These maps are really interesting.
But I think the way that Strava (and bikemaps.org) visualize cyclist volume is fundamentally flawed: it is skewed toward emphasizing curving or slow routes (e.g. traveled by mountain bikers) and de-emphasizing straight, fast routes (e.g. by road riders).
It appears that Strava creates their heatmaps by placing dots on the map for each data point coming from the GPX (or other) input files, and that Strava never gave much thought to what exactly they were visualizing, so they’re not normalizing the input data.
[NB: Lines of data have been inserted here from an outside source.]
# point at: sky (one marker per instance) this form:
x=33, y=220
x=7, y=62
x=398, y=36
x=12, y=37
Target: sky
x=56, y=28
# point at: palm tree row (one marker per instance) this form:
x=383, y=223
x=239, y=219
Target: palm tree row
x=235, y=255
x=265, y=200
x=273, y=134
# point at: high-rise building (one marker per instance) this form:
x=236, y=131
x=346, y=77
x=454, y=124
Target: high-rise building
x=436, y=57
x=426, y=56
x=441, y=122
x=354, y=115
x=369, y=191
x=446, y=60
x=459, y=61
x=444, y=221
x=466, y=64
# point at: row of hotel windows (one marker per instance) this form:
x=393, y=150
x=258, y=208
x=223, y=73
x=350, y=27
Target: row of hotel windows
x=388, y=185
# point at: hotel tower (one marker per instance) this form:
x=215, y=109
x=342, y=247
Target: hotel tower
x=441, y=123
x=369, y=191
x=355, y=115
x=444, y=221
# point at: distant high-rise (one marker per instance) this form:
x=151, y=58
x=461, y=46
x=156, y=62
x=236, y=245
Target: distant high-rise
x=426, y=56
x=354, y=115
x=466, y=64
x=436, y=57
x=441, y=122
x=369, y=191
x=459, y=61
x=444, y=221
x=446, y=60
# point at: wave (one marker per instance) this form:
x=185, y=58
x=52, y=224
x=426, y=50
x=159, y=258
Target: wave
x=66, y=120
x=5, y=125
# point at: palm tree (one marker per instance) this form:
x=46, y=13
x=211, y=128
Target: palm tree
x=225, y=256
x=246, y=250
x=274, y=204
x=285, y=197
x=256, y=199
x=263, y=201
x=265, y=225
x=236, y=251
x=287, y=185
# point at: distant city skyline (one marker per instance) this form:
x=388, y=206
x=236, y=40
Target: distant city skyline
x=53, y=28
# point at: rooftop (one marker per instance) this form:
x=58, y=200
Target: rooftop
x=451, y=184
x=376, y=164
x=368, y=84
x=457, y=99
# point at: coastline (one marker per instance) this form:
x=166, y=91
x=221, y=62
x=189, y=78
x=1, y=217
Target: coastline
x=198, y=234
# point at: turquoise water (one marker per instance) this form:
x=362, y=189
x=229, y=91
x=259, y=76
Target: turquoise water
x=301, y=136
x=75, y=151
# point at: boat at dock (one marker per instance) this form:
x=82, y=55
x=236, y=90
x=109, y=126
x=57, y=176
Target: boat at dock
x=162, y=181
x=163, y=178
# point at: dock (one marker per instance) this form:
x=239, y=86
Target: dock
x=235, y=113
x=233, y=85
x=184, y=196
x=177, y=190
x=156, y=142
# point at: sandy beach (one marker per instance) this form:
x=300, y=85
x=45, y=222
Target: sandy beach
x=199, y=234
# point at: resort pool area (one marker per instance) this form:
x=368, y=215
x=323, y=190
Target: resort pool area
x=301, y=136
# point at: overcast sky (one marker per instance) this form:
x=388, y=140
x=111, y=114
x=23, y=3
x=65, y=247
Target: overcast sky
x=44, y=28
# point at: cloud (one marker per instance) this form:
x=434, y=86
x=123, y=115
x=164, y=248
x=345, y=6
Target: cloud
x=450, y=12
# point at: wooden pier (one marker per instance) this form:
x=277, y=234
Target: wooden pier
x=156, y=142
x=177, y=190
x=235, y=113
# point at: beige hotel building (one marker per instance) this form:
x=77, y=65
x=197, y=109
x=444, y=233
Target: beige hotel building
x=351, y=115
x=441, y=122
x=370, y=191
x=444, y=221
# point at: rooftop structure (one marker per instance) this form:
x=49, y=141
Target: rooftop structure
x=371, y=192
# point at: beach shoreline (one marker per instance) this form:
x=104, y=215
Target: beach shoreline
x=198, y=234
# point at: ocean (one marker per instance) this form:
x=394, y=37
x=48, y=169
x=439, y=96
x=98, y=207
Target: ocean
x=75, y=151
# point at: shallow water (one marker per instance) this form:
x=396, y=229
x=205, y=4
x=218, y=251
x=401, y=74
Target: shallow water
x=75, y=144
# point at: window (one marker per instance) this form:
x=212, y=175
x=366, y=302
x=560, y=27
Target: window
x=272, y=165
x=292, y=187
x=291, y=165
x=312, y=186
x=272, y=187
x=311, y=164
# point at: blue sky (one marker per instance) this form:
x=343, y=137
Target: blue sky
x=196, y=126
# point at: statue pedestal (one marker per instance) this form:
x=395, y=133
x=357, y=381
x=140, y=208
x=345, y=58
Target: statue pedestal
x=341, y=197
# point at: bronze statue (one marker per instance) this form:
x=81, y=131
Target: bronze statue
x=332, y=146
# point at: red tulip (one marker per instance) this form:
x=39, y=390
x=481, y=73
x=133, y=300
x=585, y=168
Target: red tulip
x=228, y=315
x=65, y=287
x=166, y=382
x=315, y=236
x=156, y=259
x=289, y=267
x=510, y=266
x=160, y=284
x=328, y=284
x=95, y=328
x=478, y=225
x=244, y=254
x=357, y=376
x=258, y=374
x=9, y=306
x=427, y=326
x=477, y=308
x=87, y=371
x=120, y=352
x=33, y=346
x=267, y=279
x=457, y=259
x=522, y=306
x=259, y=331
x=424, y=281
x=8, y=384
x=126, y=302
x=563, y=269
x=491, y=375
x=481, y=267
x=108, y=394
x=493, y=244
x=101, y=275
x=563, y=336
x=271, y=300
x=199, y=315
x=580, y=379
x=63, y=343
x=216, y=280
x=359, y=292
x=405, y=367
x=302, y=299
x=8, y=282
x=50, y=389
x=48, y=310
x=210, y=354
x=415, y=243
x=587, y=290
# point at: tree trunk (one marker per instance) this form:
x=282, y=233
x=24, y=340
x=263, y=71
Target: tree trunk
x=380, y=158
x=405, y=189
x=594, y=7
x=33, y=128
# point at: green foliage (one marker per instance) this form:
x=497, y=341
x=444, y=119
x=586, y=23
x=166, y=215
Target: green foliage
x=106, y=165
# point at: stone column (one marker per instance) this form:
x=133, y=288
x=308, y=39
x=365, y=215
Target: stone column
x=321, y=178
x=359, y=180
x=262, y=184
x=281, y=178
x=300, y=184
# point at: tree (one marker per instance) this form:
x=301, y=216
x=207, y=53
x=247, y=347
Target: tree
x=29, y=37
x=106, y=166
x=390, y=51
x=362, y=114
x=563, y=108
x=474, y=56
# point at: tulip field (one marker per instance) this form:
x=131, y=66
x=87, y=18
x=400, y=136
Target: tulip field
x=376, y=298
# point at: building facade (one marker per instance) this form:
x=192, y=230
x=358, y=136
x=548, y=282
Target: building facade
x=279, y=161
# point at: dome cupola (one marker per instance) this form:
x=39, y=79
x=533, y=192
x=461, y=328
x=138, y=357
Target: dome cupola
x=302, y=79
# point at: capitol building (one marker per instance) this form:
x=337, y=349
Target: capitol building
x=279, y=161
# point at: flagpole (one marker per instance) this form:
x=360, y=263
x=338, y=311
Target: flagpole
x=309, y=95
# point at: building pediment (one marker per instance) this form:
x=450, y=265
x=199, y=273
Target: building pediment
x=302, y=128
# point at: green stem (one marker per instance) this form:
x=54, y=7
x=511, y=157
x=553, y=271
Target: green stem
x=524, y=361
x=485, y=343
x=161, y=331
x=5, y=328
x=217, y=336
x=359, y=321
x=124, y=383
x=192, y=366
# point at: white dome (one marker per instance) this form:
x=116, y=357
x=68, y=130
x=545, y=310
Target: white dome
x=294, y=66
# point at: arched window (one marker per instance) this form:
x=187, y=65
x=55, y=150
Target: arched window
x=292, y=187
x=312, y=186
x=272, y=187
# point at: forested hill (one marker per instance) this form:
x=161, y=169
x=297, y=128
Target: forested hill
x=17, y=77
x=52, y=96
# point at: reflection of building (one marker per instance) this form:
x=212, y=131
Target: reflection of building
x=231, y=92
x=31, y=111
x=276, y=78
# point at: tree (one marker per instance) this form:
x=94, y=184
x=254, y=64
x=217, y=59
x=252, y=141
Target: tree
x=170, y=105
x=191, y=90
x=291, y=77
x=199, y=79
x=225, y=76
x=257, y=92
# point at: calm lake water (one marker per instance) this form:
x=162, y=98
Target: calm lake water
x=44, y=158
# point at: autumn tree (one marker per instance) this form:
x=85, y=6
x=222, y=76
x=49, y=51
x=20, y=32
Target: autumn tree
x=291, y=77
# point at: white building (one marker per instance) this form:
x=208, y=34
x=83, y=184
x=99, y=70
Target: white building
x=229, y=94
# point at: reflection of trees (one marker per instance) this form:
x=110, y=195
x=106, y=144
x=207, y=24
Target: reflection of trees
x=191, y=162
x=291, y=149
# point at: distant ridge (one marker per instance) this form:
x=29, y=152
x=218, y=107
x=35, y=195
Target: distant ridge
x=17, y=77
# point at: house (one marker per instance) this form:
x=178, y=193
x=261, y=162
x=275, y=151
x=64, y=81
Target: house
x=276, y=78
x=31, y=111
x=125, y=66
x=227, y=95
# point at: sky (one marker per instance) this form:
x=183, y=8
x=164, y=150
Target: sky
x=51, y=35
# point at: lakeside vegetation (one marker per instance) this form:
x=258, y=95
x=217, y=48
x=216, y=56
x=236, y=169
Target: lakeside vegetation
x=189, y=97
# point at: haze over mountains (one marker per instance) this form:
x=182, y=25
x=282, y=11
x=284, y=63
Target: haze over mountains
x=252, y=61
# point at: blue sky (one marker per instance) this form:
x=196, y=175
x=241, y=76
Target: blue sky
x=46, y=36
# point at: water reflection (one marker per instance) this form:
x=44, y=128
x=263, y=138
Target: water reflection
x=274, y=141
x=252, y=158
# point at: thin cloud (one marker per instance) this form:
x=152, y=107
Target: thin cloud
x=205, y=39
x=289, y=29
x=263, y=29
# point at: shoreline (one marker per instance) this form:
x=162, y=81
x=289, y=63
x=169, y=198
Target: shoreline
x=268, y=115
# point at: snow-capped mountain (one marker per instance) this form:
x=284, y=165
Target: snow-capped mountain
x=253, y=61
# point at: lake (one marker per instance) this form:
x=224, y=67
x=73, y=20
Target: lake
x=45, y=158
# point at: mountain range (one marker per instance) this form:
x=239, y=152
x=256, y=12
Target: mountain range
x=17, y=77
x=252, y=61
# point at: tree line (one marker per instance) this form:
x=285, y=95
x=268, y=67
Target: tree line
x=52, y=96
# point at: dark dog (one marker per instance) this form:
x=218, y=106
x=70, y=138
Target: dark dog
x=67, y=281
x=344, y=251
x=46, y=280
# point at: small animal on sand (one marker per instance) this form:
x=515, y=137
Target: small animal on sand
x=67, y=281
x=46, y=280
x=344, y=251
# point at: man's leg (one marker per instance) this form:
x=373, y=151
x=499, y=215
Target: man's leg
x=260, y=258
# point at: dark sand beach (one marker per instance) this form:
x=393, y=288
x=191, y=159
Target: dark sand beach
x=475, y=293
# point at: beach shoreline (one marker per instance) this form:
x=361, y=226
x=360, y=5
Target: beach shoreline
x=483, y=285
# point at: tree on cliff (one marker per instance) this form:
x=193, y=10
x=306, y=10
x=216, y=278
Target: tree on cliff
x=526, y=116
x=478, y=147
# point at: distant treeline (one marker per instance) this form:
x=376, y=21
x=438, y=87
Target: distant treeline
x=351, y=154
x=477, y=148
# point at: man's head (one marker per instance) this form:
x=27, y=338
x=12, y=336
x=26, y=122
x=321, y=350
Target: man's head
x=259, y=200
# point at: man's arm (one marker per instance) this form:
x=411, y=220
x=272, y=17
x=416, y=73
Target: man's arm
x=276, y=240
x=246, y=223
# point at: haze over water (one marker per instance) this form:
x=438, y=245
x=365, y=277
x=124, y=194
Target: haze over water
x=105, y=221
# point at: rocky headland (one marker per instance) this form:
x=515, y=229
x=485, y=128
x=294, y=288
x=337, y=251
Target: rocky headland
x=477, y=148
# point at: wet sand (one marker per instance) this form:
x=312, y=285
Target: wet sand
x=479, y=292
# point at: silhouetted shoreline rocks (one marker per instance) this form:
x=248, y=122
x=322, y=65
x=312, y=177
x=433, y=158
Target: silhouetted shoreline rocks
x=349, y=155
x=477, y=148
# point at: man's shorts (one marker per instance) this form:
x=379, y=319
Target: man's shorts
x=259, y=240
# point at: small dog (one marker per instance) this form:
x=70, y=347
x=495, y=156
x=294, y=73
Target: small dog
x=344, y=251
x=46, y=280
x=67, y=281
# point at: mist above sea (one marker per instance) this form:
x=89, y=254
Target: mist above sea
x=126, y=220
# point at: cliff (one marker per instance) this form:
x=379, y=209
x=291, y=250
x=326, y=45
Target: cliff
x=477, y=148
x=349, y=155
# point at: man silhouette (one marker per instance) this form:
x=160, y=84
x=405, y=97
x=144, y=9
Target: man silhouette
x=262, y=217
Some info on their maps here:
http://engineering.strava.com/global-heatmap/. They're more focused on systems details than statistical concepts.
If you were to add one dot for each unit distance traveled, that would give you a map where color shows the number of cyclists passing a given point. I think that’s the visualization most people would want to see. Let’s call that “unweighted statistics”. If you were to add one dot for each unit time, that would tend to emphasize places where people bike slowly (e.g. hills, rough surface) or stop (e.g. coffee shops, homes). Let’s call this “time-weighted statistics”; it would tell you the probability of finding a Strava enthusiast at a given location. If the GPS sensor is noisy, I imagine the track would tend toward time-weighted statistics. The GPX files generated by my Garmin Oregon 450 contain point sets that are neither of these two, but appear to have had collinear points filtered out. We could call this “curve-weighted statistics”, since it generates more points on curves and fewer on straightaways.
Since most GPS devices seem to output time- or curve-weighted statistics, and Strava doesn’t seem to be normalizing the data points it gets as input, but is displaying them raw, Strava is giving us a time- or curve-weighted map. Strava should normalize their maps to be unweighted.
Of course, there are other biases to Strava’s maps, e.g. weighted toward competitive people with money and time to burn, but those are harder to fix.